Other compliance specialists contend that the anti-virus crowd wont soon be able to develop the complex IT process controls necessary to help enterprises retrench their operations to improve compliance. This is expertise that they say can only be gained by participating in the market for years.
“These are narrow, highly-customized systems, and thats not exactly the specialty of these large anti-virus players, and I dont think theyll even want to acquire something so specialized,” said Chris Poelma, chief executive of compliance software maker ControlPath, based in Englewood, Colo.
“There will certainly be more consolidation, but Im more concerned with newly-funded pure-play compliance vendors, because customers are looking for specialization, not something that integrates with their AV system.”
Executives at McAfee brushed off those criticisms, and said that on the contrary, enterprises are specifically looking for compliance technologies that can interact with other security applications.
By working with its channel of systems integrators and consultants, McAfee has access to the most advanced business process expertise in the world, said Vimal Solanki, senior director of product marketing at McAfee.
Solanki said it is typical for smaller companies to criticize larger firms abilities to integrate the technologies they acquire, but that his firm has already blended in most of the tools it has purchased.
“Enterprise customers are concerned about risk from two fronts, from security threats and from potential non-compliance,” he said.
“We made security risk management our central strategy because customers are telling us they want us to add more ability to mitigate the risk of non-compliance.
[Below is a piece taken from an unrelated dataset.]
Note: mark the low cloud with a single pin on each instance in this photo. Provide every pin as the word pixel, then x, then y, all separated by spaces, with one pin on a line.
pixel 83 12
Customers want something thats easy to manage, and when they have the option to purchase an integrated solution, they will do so.”
Customers are also interested in benefits from further linking security and compliance technologies, in particular tying together issues such as vulnerability patching and streamlining infrastructure, he said.
Some industry watchers believe that there is plenty of room for both smaller compliance purists and the anti-virus crowd to compete.
While companies such as McAfee will likely remain focused on the security aspects of compliance, there will be a need for software makers that specialize in automating business processes and can help provide top layer intelligence as firms integrate various products, said Vivian Tero, analyst with IDC in Framingham, Mass.
“There should be plenty of room for everyone to compete, but the smaller companies need to hone in on specific areas they can exploit.” Tero said.
“In the end how well the [AV companies] do will be based on whether customers actually want compliance products that are integrated with other security applications.”